Legal action over disputed African territory affects EU links with Morocco
Financial Times / JOHN DIZARD. .- What the military calls asymmetric warfare — guerrillas fighting regular armies — has come to the compliance world.
Political movements with few financial assets, let alone military superiority, can win in court against corporate or government players.
Thanks to their ability to make use of their wins by influencing trillions of investors’ money, or sensitive sovereign wealth funds, they can generate a huge effect.
Take a case filed in the European Court of Justice on April 29 by the Polisario Front, a political group that demands full sovereignty for Moroccan-occupied Western Sahara. Its lawyers claim Brussels is violating EU human rights law by allowing, even encouraging, the import of natural resources from the territory.
If Polisario wins the first round of its case against the European Council, it and its allies around the world could file lawsuits against companies and institutions doing business with Morocco, which says it has sovereignty over Western Sahara.
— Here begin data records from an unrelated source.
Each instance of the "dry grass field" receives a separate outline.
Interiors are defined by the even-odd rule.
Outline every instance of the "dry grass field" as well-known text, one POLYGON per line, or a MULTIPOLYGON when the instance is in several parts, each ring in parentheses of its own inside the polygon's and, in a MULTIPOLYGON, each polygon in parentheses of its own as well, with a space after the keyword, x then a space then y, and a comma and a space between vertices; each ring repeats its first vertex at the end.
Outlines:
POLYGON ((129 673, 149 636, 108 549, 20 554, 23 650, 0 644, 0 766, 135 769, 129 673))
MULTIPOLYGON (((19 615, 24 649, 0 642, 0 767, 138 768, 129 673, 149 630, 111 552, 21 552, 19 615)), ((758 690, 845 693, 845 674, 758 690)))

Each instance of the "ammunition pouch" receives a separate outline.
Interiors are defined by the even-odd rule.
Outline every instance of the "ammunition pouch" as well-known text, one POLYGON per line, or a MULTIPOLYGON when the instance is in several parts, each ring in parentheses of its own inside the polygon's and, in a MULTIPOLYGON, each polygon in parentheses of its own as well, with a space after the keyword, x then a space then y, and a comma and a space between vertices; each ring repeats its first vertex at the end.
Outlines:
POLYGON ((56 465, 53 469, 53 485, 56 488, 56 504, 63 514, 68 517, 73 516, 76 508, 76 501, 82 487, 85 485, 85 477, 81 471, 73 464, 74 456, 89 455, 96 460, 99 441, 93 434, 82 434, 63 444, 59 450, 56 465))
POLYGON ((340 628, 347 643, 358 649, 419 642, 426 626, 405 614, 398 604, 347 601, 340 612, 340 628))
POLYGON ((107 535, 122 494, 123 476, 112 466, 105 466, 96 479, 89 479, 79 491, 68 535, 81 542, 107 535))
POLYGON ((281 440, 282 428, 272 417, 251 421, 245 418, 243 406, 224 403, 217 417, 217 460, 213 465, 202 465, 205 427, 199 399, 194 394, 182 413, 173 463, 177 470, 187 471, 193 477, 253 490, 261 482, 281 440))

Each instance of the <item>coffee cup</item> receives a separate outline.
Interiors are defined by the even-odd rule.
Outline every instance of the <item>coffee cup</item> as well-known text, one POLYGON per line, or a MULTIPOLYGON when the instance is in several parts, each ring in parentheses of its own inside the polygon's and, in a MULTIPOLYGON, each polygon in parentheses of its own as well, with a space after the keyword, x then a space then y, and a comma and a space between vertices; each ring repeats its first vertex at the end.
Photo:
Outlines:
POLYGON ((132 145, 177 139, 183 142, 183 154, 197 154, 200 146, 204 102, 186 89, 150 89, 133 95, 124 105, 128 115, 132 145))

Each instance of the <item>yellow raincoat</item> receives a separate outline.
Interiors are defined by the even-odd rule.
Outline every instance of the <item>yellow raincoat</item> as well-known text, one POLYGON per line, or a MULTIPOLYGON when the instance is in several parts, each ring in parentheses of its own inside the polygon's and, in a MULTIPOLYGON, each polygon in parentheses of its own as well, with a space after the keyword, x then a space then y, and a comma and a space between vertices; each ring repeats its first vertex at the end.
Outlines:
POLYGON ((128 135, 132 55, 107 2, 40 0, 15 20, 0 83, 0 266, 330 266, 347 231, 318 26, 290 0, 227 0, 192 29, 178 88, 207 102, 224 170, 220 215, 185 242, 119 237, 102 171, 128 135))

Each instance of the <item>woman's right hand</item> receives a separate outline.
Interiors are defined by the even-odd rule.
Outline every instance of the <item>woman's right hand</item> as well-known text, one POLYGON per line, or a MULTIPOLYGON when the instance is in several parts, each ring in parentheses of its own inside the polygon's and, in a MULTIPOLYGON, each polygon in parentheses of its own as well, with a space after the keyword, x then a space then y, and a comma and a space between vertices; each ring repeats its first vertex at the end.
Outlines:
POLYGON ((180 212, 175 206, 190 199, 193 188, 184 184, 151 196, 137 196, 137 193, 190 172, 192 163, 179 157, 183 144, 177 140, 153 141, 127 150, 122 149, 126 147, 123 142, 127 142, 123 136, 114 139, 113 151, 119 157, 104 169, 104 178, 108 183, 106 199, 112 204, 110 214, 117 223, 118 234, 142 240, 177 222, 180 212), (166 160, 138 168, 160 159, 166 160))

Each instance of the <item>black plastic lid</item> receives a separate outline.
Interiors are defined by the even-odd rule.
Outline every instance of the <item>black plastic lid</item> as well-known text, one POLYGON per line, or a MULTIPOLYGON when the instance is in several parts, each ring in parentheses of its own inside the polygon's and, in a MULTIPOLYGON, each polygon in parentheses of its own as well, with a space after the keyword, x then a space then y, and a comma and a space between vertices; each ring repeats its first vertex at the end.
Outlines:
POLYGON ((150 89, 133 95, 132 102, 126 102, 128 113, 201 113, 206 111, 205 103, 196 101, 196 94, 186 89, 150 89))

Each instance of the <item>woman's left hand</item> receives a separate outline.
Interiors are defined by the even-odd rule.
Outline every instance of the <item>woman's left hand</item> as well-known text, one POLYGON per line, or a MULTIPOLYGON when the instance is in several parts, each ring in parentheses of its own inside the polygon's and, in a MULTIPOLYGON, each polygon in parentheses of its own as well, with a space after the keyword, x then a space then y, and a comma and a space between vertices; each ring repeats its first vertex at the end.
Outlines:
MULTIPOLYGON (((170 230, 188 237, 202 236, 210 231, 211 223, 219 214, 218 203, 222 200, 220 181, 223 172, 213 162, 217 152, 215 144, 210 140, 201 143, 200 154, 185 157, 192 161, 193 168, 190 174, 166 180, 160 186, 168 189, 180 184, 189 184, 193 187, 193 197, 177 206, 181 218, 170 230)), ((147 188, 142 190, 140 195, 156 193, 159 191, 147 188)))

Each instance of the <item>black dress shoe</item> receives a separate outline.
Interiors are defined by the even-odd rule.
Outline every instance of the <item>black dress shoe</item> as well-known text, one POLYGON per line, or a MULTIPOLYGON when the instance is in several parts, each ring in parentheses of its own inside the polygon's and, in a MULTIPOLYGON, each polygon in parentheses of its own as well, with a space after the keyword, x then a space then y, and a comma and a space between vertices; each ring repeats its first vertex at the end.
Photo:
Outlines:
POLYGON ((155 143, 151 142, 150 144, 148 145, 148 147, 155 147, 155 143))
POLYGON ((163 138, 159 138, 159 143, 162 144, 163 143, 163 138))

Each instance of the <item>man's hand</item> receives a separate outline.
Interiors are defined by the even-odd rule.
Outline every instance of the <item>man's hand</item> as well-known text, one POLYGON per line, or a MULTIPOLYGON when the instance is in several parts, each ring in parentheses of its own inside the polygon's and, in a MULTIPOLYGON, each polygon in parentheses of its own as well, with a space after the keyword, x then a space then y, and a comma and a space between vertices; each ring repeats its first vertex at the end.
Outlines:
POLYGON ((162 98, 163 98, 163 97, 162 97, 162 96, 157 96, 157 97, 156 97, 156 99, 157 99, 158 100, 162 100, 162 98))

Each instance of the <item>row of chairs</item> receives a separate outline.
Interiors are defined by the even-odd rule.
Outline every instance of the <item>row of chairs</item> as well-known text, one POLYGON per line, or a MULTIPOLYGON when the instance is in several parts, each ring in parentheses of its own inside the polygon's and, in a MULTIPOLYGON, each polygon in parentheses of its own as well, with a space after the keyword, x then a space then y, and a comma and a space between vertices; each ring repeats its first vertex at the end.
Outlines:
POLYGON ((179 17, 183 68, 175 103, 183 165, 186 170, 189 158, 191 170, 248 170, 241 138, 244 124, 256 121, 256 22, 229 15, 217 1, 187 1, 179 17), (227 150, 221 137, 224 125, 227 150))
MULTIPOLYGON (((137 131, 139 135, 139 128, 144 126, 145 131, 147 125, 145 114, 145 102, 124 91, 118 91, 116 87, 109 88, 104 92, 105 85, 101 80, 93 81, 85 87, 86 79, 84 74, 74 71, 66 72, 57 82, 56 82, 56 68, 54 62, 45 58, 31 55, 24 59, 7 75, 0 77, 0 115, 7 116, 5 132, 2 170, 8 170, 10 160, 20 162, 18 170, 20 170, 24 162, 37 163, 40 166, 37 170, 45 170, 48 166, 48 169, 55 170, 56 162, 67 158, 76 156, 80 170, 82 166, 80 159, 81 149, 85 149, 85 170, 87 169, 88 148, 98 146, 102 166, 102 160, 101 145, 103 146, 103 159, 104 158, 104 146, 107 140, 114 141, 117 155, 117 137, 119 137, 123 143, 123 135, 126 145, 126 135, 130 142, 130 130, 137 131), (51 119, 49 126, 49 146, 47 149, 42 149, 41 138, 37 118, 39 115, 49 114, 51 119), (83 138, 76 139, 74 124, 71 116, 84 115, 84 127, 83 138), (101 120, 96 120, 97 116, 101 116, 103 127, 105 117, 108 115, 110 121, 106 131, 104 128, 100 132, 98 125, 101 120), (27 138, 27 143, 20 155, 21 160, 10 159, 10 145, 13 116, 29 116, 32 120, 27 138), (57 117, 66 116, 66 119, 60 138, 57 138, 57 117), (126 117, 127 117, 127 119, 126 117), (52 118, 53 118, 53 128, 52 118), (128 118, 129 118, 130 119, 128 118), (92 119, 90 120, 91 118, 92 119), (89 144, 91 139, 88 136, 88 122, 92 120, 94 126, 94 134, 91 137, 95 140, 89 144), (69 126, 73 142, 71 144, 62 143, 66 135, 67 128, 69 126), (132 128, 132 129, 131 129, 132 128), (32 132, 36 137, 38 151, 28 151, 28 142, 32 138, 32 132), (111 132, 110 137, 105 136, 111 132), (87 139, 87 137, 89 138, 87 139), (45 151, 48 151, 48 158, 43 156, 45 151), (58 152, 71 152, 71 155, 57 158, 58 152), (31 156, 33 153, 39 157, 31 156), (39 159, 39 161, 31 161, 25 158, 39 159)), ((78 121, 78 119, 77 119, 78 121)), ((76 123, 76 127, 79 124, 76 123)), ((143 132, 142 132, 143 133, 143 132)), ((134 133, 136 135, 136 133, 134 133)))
On its own, Polisario may not be an impressive opponent. But what if it has the support of Norway’s sovereign fund, Swedish insurance companies and the $12tn of assets locked into financial products screened using environmental, social and governance criteria?
Morocco, for its part, is backed by the French and Spanish for both economic reasons, such as fishing rights and investments, and political reasons, including avoiding a Libya-like meltdown at the gates of Europe.
Discreet corporate or investor withdrawal will not work, since human rights groups such as the Western Sahara Resource Watch note every shipment of the territory’s phosphate and every European company that has fishing or overflight permission.
Corporate compliance people may have thought that ESG investors would just post proxy votes for annual meetings or accept anodyne slideshows about support for local football clubs and the odd contribution to health clinics. But no.
Stricter corporate governance rules in Europe and other developed markets are not only working to the benefit of activist investors, such as vulture hedge funds. They are also bringing pressure for explicit compliance with human rights laws and treaties. German companies such as HeidelbergCement and Continental are increasingly besieged by harsh questions from Polisario-aligned activist groups.
What would have been routine extensions of bank lines or bond underwriting groups are now complicated by questions about carbon content and the use of conflict minerals. ESG screening consultancies such as Sustainalytics in the Netherlands now consider phosphate rock, a key export from Western Sahara, as one of those conflict minerals.
Consider what happened to the financing of coal-fired generation. Once, that was strictly the business of whatever an energy company wanted to build. Now it is difficult, if not impossible, to get any bank support.
Polisario had already managed to persuade the court to declare in February last year that an EU fishing agreement with Morocco “was not applicable to Western Sahara and to its adjacent waters”.
The enraged Moroccans persuaded the European Council and European Parliament to cobble together a legal workaround, which was passed into law in January.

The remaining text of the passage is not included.